There will be lots of result announcements too; Biocon, Dabur India, HDFC, L&T, KPIT Technologies, Mahindra & Mahindra Finance, Raymond and Zee Entertainment are among the many to announce their numbers.
The US markets coming out of a long weekend made a mixed closing on Tuesday and traders seemed reluctant to make any significant moves lacking any major economic data. The Asian markets have mostly made a positive start though some of the indices are marginally in red too. Meanwhile, the Chinese benchmark money-market rate fell for a second day and interest-rate swaps declined.
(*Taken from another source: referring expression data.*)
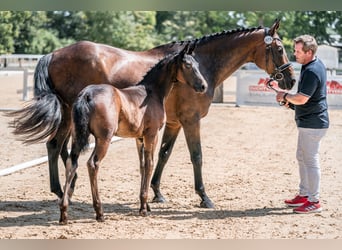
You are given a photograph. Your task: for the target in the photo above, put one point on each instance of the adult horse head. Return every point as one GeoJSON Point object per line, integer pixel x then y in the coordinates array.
{"type": "Point", "coordinates": [276, 62]}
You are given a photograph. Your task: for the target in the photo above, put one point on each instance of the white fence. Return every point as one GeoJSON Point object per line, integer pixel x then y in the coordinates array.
{"type": "Point", "coordinates": [22, 63]}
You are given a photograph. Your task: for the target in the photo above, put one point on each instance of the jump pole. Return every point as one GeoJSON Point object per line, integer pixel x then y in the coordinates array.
{"type": "Point", "coordinates": [38, 161]}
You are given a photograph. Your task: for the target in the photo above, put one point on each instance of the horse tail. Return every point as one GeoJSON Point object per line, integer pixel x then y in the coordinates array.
{"type": "Point", "coordinates": [81, 110]}
{"type": "Point", "coordinates": [42, 116]}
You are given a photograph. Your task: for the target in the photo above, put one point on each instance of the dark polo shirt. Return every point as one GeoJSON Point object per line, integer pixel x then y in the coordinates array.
{"type": "Point", "coordinates": [312, 83]}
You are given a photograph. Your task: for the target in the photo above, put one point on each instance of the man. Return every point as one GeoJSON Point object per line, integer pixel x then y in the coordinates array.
{"type": "Point", "coordinates": [312, 119]}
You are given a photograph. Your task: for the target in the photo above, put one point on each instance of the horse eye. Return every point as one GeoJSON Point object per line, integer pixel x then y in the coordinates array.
{"type": "Point", "coordinates": [188, 65]}
{"type": "Point", "coordinates": [280, 50]}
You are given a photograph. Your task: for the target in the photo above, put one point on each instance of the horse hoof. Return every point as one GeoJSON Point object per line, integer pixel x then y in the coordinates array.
{"type": "Point", "coordinates": [207, 204]}
{"type": "Point", "coordinates": [63, 221]}
{"type": "Point", "coordinates": [143, 213]}
{"type": "Point", "coordinates": [158, 199]}
{"type": "Point", "coordinates": [100, 218]}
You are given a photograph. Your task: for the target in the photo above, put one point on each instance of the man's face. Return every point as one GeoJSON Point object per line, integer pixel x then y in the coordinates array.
{"type": "Point", "coordinates": [301, 56]}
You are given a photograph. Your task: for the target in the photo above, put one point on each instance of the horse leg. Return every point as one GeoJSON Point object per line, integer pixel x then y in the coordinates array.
{"type": "Point", "coordinates": [64, 154]}
{"type": "Point", "coordinates": [70, 171]}
{"type": "Point", "coordinates": [168, 141]}
{"type": "Point", "coordinates": [140, 148]}
{"type": "Point", "coordinates": [93, 164]}
{"type": "Point", "coordinates": [54, 147]}
{"type": "Point", "coordinates": [146, 173]}
{"type": "Point", "coordinates": [193, 139]}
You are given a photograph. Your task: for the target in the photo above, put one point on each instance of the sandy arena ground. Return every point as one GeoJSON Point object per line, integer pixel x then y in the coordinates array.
{"type": "Point", "coordinates": [249, 168]}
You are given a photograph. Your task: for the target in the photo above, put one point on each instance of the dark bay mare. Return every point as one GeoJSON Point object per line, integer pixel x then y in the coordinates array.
{"type": "Point", "coordinates": [135, 112]}
{"type": "Point", "coordinates": [62, 74]}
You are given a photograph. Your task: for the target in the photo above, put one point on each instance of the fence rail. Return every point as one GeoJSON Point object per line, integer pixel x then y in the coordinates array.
{"type": "Point", "coordinates": [19, 61]}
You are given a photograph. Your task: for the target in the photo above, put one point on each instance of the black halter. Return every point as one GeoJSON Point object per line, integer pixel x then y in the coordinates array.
{"type": "Point", "coordinates": [277, 75]}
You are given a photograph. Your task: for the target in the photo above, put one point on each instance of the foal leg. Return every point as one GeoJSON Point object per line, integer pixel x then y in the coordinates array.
{"type": "Point", "coordinates": [93, 164]}
{"type": "Point", "coordinates": [54, 147]}
{"type": "Point", "coordinates": [146, 172]}
{"type": "Point", "coordinates": [70, 167]}
{"type": "Point", "coordinates": [168, 141]}
{"type": "Point", "coordinates": [64, 154]}
{"type": "Point", "coordinates": [193, 139]}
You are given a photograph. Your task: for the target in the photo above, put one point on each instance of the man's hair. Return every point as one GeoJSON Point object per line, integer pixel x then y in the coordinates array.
{"type": "Point", "coordinates": [309, 43]}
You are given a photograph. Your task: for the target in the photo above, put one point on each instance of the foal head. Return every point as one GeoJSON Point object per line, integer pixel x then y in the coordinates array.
{"type": "Point", "coordinates": [188, 69]}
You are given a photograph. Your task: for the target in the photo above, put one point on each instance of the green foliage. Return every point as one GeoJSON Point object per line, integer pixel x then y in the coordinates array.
{"type": "Point", "coordinates": [40, 32]}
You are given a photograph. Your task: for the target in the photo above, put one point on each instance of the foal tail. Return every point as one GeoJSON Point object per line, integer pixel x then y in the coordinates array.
{"type": "Point", "coordinates": [82, 108]}
{"type": "Point", "coordinates": [43, 115]}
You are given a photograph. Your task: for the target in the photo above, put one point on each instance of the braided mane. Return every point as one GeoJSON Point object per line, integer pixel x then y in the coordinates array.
{"type": "Point", "coordinates": [218, 35]}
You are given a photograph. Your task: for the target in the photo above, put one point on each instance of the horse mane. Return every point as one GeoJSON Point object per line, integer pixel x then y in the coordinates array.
{"type": "Point", "coordinates": [159, 65]}
{"type": "Point", "coordinates": [216, 35]}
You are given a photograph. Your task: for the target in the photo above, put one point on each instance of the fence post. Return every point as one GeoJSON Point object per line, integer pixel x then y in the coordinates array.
{"type": "Point", "coordinates": [218, 94]}
{"type": "Point", "coordinates": [25, 87]}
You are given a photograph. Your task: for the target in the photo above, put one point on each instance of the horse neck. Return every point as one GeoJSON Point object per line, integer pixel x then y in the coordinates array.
{"type": "Point", "coordinates": [221, 55]}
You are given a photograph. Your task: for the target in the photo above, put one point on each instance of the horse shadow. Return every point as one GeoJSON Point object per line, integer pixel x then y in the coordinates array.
{"type": "Point", "coordinates": [46, 212]}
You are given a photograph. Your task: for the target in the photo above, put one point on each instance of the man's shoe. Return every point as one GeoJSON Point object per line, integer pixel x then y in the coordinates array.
{"type": "Point", "coordinates": [296, 201]}
{"type": "Point", "coordinates": [308, 207]}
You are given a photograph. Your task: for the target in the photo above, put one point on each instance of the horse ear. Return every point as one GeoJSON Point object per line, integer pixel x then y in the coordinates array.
{"type": "Point", "coordinates": [274, 27]}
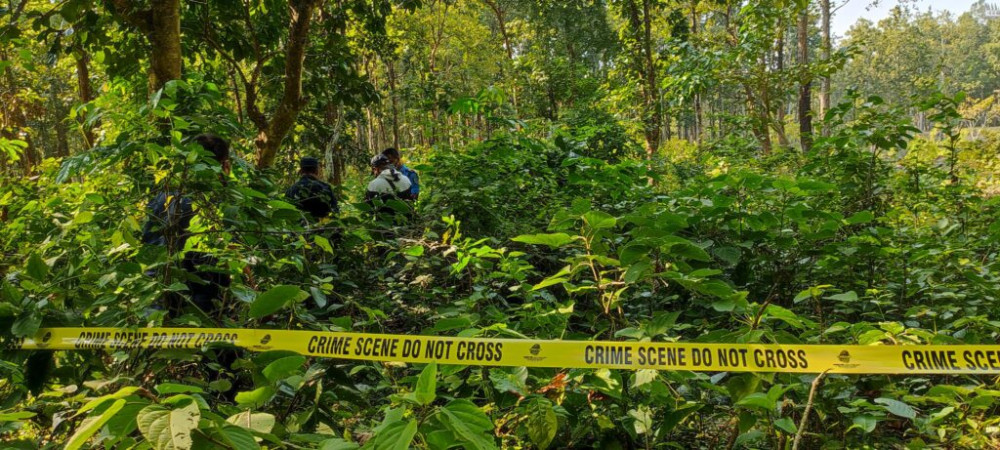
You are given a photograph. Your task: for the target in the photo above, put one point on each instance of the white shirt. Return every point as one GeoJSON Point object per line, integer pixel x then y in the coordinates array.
{"type": "Point", "coordinates": [389, 181]}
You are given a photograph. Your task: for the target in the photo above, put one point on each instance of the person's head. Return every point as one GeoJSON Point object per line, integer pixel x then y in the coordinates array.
{"type": "Point", "coordinates": [394, 156]}
{"type": "Point", "coordinates": [309, 166]}
{"type": "Point", "coordinates": [217, 146]}
{"type": "Point", "coordinates": [379, 163]}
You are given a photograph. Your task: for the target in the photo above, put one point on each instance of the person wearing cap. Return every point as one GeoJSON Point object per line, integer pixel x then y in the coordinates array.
{"type": "Point", "coordinates": [397, 161]}
{"type": "Point", "coordinates": [388, 183]}
{"type": "Point", "coordinates": [310, 194]}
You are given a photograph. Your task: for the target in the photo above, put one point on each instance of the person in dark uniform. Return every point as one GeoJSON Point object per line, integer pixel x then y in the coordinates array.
{"type": "Point", "coordinates": [310, 194]}
{"type": "Point", "coordinates": [169, 215]}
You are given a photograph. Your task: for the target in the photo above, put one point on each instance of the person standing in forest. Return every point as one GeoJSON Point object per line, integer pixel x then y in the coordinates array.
{"type": "Point", "coordinates": [397, 161]}
{"type": "Point", "coordinates": [169, 215]}
{"type": "Point", "coordinates": [310, 194]}
{"type": "Point", "coordinates": [387, 185]}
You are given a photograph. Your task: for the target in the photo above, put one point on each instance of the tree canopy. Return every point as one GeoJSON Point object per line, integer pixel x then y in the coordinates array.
{"type": "Point", "coordinates": [712, 171]}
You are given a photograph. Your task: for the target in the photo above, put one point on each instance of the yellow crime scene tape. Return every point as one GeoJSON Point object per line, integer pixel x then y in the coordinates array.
{"type": "Point", "coordinates": [845, 359]}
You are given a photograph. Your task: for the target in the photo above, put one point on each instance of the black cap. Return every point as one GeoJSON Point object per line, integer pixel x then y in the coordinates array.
{"type": "Point", "coordinates": [379, 160]}
{"type": "Point", "coordinates": [308, 163]}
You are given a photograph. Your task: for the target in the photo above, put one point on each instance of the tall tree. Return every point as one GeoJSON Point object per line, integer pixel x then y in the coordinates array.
{"type": "Point", "coordinates": [160, 23]}
{"type": "Point", "coordinates": [643, 59]}
{"type": "Point", "coordinates": [805, 81]}
{"type": "Point", "coordinates": [273, 130]}
{"type": "Point", "coordinates": [825, 47]}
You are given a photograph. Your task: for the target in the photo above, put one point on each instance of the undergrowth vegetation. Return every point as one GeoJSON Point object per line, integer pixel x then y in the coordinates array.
{"type": "Point", "coordinates": [876, 237]}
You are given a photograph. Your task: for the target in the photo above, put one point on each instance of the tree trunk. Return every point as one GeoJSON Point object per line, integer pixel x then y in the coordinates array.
{"type": "Point", "coordinates": [85, 92]}
{"type": "Point", "coordinates": [502, 26]}
{"type": "Point", "coordinates": [698, 120]}
{"type": "Point", "coordinates": [281, 122]}
{"type": "Point", "coordinates": [391, 68]}
{"type": "Point", "coordinates": [161, 24]}
{"type": "Point", "coordinates": [805, 84]}
{"type": "Point", "coordinates": [165, 38]}
{"type": "Point", "coordinates": [642, 53]}
{"type": "Point", "coordinates": [824, 96]}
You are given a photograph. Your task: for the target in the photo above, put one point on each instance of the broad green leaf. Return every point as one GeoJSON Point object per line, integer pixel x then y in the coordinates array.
{"type": "Point", "coordinates": [259, 422]}
{"type": "Point", "coordinates": [92, 424]}
{"type": "Point", "coordinates": [642, 419]}
{"type": "Point", "coordinates": [121, 393]}
{"type": "Point", "coordinates": [897, 407]}
{"type": "Point", "coordinates": [9, 417]}
{"type": "Point", "coordinates": [83, 217]}
{"type": "Point", "coordinates": [553, 240]}
{"type": "Point", "coordinates": [861, 217]}
{"type": "Point", "coordinates": [174, 388]}
{"type": "Point", "coordinates": [323, 243]}
{"type": "Point", "coordinates": [542, 422]}
{"type": "Point", "coordinates": [425, 392]}
{"type": "Point", "coordinates": [396, 436]}
{"type": "Point", "coordinates": [337, 444]}
{"type": "Point", "coordinates": [758, 400]}
{"type": "Point", "coordinates": [866, 423]}
{"type": "Point", "coordinates": [644, 376]}
{"type": "Point", "coordinates": [283, 367]}
{"type": "Point", "coordinates": [599, 220]}
{"type": "Point", "coordinates": [274, 299]}
{"type": "Point", "coordinates": [169, 429]}
{"type": "Point", "coordinates": [848, 296]}
{"type": "Point", "coordinates": [36, 267]}
{"type": "Point", "coordinates": [255, 398]}
{"type": "Point", "coordinates": [786, 424]}
{"type": "Point", "coordinates": [472, 439]}
{"type": "Point", "coordinates": [26, 325]}
{"type": "Point", "coordinates": [471, 415]}
{"type": "Point", "coordinates": [239, 438]}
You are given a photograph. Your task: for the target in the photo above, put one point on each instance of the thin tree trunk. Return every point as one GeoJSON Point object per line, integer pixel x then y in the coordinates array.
{"type": "Point", "coordinates": [269, 139]}
{"type": "Point", "coordinates": [85, 92]}
{"type": "Point", "coordinates": [805, 85]}
{"type": "Point", "coordinates": [641, 24]}
{"type": "Point", "coordinates": [161, 24]}
{"type": "Point", "coordinates": [391, 67]}
{"type": "Point", "coordinates": [502, 25]}
{"type": "Point", "coordinates": [165, 39]}
{"type": "Point", "coordinates": [824, 97]}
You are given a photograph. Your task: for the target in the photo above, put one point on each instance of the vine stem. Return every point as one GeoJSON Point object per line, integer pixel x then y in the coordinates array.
{"type": "Point", "coordinates": [805, 414]}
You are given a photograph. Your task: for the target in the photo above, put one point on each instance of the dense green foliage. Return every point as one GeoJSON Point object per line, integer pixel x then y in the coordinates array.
{"type": "Point", "coordinates": [539, 217]}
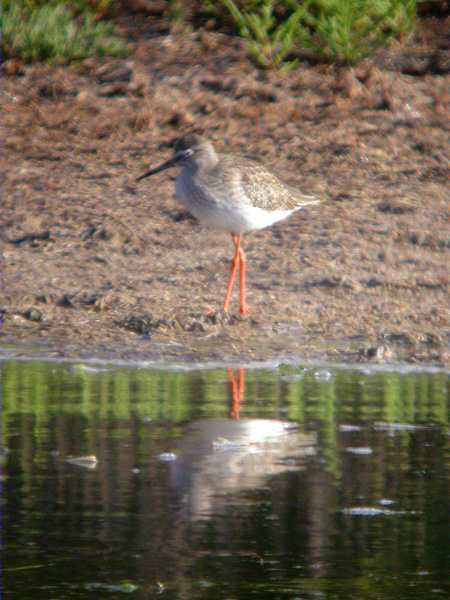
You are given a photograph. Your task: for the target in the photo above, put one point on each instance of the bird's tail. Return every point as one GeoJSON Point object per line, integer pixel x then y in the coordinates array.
{"type": "Point", "coordinates": [306, 200]}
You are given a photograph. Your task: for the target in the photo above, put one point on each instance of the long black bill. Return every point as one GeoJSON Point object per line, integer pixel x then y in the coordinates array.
{"type": "Point", "coordinates": [166, 165]}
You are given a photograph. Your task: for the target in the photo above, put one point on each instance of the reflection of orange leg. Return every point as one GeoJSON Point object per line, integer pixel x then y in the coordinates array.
{"type": "Point", "coordinates": [235, 262]}
{"type": "Point", "coordinates": [237, 391]}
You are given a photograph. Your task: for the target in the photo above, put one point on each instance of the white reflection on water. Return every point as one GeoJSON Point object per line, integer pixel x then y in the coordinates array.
{"type": "Point", "coordinates": [220, 457]}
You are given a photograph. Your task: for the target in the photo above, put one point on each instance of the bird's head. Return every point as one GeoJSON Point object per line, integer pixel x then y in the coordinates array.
{"type": "Point", "coordinates": [191, 151]}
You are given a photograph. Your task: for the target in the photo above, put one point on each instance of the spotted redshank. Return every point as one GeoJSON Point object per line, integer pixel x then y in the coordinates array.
{"type": "Point", "coordinates": [230, 193]}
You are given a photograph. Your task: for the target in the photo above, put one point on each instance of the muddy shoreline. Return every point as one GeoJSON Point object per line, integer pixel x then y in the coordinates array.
{"type": "Point", "coordinates": [95, 265]}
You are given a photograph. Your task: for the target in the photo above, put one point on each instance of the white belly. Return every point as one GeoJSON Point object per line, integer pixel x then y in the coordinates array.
{"type": "Point", "coordinates": [216, 212]}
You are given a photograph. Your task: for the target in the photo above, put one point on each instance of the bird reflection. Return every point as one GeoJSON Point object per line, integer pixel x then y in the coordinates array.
{"type": "Point", "coordinates": [237, 391]}
{"type": "Point", "coordinates": [219, 457]}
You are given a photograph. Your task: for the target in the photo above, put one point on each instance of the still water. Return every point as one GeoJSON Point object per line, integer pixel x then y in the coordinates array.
{"type": "Point", "coordinates": [287, 483]}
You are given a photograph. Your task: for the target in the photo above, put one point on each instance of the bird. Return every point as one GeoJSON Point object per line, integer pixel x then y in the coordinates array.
{"type": "Point", "coordinates": [230, 193]}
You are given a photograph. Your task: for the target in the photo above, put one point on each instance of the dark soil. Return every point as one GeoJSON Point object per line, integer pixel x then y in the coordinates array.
{"type": "Point", "coordinates": [95, 264]}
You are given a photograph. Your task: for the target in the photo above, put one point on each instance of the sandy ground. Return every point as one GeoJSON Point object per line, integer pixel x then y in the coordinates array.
{"type": "Point", "coordinates": [96, 264]}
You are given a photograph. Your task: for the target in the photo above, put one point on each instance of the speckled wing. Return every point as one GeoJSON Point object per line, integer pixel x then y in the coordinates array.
{"type": "Point", "coordinates": [259, 187]}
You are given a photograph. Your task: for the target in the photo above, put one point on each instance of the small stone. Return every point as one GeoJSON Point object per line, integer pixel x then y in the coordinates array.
{"type": "Point", "coordinates": [33, 314]}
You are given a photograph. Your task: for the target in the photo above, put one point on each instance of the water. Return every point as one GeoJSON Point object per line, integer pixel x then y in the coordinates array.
{"type": "Point", "coordinates": [286, 483]}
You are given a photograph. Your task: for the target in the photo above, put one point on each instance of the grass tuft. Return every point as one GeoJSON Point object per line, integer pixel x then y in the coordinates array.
{"type": "Point", "coordinates": [340, 31]}
{"type": "Point", "coordinates": [51, 32]}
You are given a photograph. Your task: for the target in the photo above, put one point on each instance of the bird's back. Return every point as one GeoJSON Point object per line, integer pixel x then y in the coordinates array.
{"type": "Point", "coordinates": [248, 182]}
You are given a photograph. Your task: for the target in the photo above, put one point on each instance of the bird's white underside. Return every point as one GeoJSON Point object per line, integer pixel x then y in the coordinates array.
{"type": "Point", "coordinates": [219, 213]}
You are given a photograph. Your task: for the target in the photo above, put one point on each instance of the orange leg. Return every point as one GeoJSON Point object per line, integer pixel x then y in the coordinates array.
{"type": "Point", "coordinates": [238, 260]}
{"type": "Point", "coordinates": [243, 308]}
{"type": "Point", "coordinates": [234, 265]}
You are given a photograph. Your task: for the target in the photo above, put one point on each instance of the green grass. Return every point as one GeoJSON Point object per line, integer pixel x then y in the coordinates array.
{"type": "Point", "coordinates": [340, 31]}
{"type": "Point", "coordinates": [52, 32]}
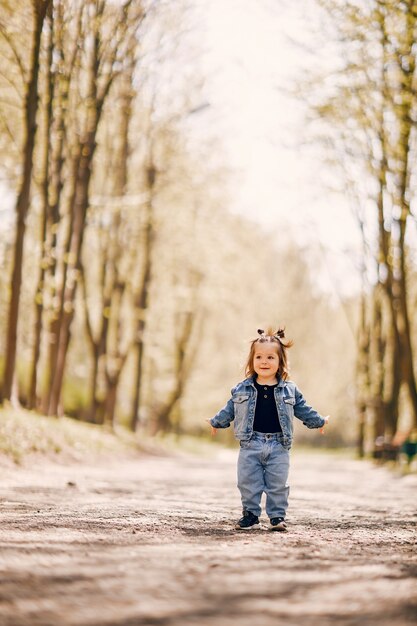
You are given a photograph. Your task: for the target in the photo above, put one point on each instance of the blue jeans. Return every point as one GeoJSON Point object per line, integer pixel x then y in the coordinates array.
{"type": "Point", "coordinates": [263, 466]}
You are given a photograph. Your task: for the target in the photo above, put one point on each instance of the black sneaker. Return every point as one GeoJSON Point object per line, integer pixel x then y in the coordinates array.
{"type": "Point", "coordinates": [277, 523]}
{"type": "Point", "coordinates": [247, 522]}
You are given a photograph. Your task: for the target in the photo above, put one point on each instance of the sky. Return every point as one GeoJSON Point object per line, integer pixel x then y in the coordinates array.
{"type": "Point", "coordinates": [253, 64]}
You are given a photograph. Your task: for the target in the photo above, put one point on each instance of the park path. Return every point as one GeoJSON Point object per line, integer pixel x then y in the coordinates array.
{"type": "Point", "coordinates": [150, 541]}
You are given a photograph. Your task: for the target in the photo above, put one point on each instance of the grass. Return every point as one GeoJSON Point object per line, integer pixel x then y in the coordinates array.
{"type": "Point", "coordinates": [25, 433]}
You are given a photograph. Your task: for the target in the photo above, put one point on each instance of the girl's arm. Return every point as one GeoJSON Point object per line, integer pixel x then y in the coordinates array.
{"type": "Point", "coordinates": [224, 417]}
{"type": "Point", "coordinates": [306, 413]}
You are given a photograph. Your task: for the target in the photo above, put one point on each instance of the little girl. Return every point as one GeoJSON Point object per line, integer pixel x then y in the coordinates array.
{"type": "Point", "coordinates": [263, 407]}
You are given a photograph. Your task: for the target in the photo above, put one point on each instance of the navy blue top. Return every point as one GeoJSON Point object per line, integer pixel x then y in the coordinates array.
{"type": "Point", "coordinates": [266, 414]}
Back home, after showcasing a strong performance in last session, Indian equity benchmarks witnessed a bit of consolidation on Tuesday with frontline gauges cornering modest gains by the end of trade. The optimism that was evident in morning trade fizzled out completely during the mid and the session turned choppy, as after Monday’s rally, markets remained cautious and the key indices gyrated in a very tight range throughout the day’s trade. Nevertheless, markets which dipped into red terrain in afternoon deals managed to end positive, comfortably above their crucial 6,300 (Nifty) and 21,200 (Sensex) bastions, supported by rally in rate sensitive counters viz. Banking, Realty and Auto amid renewed expectations that the Reserve Bank of India (RBI) will maintain status quo on interest rates when it meets to review its monetary policy on January 28. Global cues too remained supportive with most of the Asian equity indices ending in the green, firm opening in European markets too supported the sentiments. Back home, sentiments remained upbeat on report that foreign institutional investors (FIIs) bought shares worth a net Rs 384.89 crore on January 20, 2014. Some support also came in after Indian rupee firmed up against the US dollar in early trades and was up at Rs 61.58 per dollar at the time of equity markets closing as compared with the previous close of Rs 61.62 per dollar. Additionally, stocks related to textile sector like, Arvind, Alok Industries, Vardhman Textile, Trident etc. edged higher, as the government is setting up a $60 billion target for the next financial year, up by over 30% from the current financial year. However, some disappointment came in from corporate earning front with private sector lender -- Kotak Mahindra Bank -- upsetting street with its third quarter earnings. The bank’s standalone net profit fell 6% year-on-year to Rs 340 crore and net interest income grew nearly 11 percent to Rs 912.7 crore, the stocks of the bank plunged by 3%. Finally, the BSE Sensex gained 46.07 points or 0.22%, to settle at 21251.12, while the CNX Nifty added 9.85 points or 0.16% to settle at 6,313.80.